By Tom Phelan - ReminderNews
Featured Article - posted Wed., Dec. 4, 2013
- Contributed Photo

Somewhere along the line at our house, we started a tradition of selecting and cutting down a fresh Christmas tree right after Thanksgiving. This year, we waited until Saturday so that everyone could take part.

I grew up in an urban setting, where getting the Christmas tree meant traipsing around from dealer to dealer temporarily set up along the sidewalk or in a vacant city lot. It was a challenge to find a tree that was not only the right shape and size, but also one that would not drop its needles before the presents were opened.

It is certainly more fun to be one among many in a family randomly vectoring through rows of trees to find "the one" that stands out as the perfect tree. The chaos that ensues makes no sense at all. But the merriment of the occasion is the perfect way to kick off the season. The nonsensical exercise of comparing one tree to another and then yet another, with still another three rows away and two columns to the left, somehow yields the perfect tree. Finally, that "one" gets cut down and dragged to the car, which is sometimes much farther away than anyone realized.

Inasmuch as it has been a year since any of us last found the perfect tree, let's go over the parameters. Following some guidelines can mean the difference between outright glee, disappointment, or worse yet, tragedy.

Consider the space you have for your tree and the height of your ceiling. Take into account the size of the ornament you perch atop the tree, as well as the depth of your tree stand. Also, don't forget to take a measurement of the diameter of the ring, or opening, into which the tree trunk must fit. Your "perfect" tree might a have hefty trunk, which will not fit into average tree stands.

You might also have to cut some branches from the bottom of the tree to mount the trunk in the stand. Try to visualize what the tree looks like without those branches by holding them down to the ground. It might not look so perfect after all.

If you don’t like the bother of wandering through a field of trees, and choose to buy a tree that someone else cut down, test for freshness any tree you think might fit your height and space needs. Close your fingers around the needles on an outer branch and gently pull toward you. No more than a few needles should come off in your hand. You might also stand the tree up, grab the trunk in the middle, pick it up and thump it down on the ground. That should shake out any debris and dead growth, but if too many green needles also fall off, find another tree.

When you select a tree to cut down, cut it as close to the ground as possible, even though you might have to cut some branches from the bottom to accommodate the tree stand.

Whether or not you get a fresh-cut tree, slice at least a half-inch off the bottom, and stand it in a bucket of water until you are ready to set it up for decoration. Once it is in its stand, check the water level daily until you remove it after the holiday. When the tree stops drinking, start thinking about taking it down.

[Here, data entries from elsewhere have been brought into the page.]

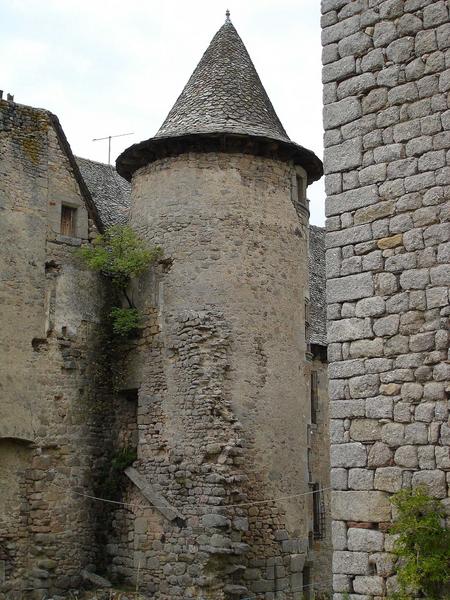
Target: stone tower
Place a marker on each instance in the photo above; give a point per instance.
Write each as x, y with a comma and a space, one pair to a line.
222, 375
387, 120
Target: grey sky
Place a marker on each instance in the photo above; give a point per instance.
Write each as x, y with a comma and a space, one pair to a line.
107, 66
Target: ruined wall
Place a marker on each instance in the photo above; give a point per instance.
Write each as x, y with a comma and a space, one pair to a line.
51, 307
386, 89
223, 404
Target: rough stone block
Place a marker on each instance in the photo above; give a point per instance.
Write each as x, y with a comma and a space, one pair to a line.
360, 479
406, 456
379, 408
388, 479
369, 586
349, 329
364, 386
339, 535
351, 199
348, 455
434, 482
365, 430
346, 155
348, 288
344, 111
365, 540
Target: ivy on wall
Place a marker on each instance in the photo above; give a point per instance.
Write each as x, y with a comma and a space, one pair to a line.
422, 546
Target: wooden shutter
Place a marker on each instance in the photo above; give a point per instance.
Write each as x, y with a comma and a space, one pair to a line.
314, 396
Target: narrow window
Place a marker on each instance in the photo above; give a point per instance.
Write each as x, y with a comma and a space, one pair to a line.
68, 215
314, 396
307, 584
307, 327
318, 513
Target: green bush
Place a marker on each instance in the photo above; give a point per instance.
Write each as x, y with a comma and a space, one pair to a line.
120, 255
422, 545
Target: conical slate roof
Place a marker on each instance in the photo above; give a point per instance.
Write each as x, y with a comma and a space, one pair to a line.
223, 107
224, 94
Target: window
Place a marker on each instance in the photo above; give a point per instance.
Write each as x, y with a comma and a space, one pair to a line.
68, 220
318, 513
301, 196
314, 396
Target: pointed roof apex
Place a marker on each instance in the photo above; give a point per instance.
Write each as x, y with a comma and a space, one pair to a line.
224, 94
223, 100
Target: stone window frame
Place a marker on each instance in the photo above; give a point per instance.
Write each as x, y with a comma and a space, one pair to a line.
314, 396
299, 186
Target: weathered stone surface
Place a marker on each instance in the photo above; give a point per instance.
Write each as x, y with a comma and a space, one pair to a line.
388, 479
348, 455
363, 430
352, 287
365, 540
405, 144
433, 480
351, 200
338, 113
350, 562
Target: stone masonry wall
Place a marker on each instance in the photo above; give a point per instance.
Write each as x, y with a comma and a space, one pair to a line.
223, 403
386, 93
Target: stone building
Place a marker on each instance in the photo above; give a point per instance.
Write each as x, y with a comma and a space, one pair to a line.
387, 119
222, 395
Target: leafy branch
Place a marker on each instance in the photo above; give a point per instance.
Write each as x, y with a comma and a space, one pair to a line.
422, 545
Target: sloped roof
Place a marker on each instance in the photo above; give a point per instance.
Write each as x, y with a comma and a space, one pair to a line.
109, 191
223, 107
224, 94
317, 286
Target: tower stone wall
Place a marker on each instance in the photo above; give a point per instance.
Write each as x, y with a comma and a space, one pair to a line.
386, 114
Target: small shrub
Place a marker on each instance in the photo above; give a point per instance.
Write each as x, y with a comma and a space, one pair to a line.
119, 254
112, 479
422, 546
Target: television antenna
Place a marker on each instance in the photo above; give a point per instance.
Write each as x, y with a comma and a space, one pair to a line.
109, 137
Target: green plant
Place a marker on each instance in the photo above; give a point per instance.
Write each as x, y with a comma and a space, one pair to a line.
111, 481
120, 255
422, 545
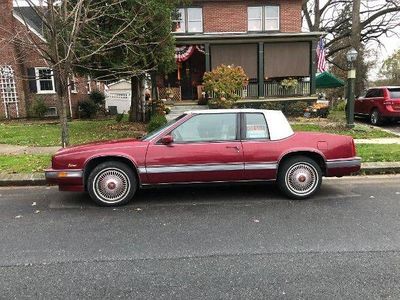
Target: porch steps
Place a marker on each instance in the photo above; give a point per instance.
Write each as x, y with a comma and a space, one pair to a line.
178, 109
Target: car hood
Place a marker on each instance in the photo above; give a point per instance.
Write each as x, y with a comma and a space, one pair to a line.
100, 146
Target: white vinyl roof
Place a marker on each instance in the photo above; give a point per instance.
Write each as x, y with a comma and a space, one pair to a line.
278, 125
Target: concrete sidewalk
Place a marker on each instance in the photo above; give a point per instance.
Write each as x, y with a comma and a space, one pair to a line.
14, 149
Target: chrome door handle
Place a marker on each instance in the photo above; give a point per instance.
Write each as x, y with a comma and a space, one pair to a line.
234, 147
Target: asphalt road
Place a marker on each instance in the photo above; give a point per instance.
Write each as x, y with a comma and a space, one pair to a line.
230, 242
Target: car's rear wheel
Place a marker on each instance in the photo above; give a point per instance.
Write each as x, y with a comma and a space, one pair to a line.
299, 177
112, 183
375, 117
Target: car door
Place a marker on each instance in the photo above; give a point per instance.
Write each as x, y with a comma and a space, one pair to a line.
260, 153
205, 148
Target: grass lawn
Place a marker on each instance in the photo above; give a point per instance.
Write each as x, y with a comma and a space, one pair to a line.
378, 153
48, 134
24, 163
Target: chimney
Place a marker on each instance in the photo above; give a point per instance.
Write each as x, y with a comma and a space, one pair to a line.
6, 8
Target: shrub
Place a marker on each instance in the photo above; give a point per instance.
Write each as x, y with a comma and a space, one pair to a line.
156, 122
39, 108
223, 83
273, 105
119, 117
87, 109
296, 108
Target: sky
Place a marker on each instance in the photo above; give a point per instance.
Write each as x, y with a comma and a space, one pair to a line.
391, 43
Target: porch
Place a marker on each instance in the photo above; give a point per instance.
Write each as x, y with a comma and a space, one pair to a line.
268, 60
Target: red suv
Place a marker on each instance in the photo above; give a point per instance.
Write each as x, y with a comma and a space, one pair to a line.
379, 104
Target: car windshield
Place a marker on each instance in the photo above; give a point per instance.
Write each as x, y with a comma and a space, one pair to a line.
152, 134
394, 93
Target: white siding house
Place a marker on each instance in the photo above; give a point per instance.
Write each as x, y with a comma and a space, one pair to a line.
118, 96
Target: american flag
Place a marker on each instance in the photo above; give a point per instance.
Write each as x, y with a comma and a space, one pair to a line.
321, 66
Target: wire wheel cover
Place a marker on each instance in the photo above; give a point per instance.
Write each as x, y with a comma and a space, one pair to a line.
301, 178
111, 185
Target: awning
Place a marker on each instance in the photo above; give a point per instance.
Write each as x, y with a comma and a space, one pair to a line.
327, 80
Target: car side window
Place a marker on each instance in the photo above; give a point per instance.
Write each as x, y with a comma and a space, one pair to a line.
207, 128
369, 94
255, 127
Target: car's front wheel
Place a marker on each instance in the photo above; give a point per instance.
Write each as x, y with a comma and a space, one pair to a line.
299, 177
375, 117
112, 183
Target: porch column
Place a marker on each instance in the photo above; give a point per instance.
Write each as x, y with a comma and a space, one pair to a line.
207, 58
313, 66
261, 70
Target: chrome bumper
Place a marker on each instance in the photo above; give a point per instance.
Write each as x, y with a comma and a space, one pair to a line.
343, 163
58, 174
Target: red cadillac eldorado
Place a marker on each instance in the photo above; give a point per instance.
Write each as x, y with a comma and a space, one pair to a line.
236, 145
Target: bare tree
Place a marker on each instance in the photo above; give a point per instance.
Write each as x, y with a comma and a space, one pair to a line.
107, 39
366, 20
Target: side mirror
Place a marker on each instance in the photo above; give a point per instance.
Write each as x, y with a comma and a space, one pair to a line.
166, 140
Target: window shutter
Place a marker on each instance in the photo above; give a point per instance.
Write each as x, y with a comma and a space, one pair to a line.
32, 80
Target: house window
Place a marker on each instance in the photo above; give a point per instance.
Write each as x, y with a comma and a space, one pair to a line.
44, 81
189, 20
179, 21
263, 18
254, 18
7, 85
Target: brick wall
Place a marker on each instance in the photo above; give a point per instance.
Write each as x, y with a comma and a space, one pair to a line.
231, 16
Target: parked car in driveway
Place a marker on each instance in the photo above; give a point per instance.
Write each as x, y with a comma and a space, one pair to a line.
207, 146
379, 104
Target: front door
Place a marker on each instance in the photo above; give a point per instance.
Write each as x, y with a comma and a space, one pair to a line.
186, 83
206, 148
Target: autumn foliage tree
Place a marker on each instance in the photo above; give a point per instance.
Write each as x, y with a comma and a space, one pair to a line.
224, 83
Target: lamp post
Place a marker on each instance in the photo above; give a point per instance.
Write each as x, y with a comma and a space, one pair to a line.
351, 56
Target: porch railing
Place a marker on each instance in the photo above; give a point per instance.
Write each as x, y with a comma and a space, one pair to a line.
275, 89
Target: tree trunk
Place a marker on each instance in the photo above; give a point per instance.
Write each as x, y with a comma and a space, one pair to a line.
356, 42
62, 95
134, 99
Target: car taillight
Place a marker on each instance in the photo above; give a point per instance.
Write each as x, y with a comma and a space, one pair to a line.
354, 147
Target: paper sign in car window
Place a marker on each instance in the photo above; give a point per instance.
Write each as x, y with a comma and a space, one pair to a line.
256, 131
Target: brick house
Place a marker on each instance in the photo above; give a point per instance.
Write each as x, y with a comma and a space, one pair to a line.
264, 37
24, 75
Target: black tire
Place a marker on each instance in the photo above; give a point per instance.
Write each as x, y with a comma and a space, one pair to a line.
299, 177
112, 183
375, 117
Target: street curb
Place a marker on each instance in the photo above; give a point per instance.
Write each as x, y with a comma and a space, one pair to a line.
38, 179
35, 179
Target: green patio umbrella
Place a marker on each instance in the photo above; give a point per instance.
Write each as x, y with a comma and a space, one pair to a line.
327, 80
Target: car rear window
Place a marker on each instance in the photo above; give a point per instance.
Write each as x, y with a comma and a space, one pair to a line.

In addition to the safety tips above, the National Fire Prevention Association offers some other common-sense suggestions. Unplug tree lights before leaving the house or going to bed, keep the tree at least 3 feet from heat sources, and use lights certified by an independent laboratory.

So deck the halls with boughs of holly and a tree fresh from the field. But please, make sure you can enjoy a safe and happy holiday.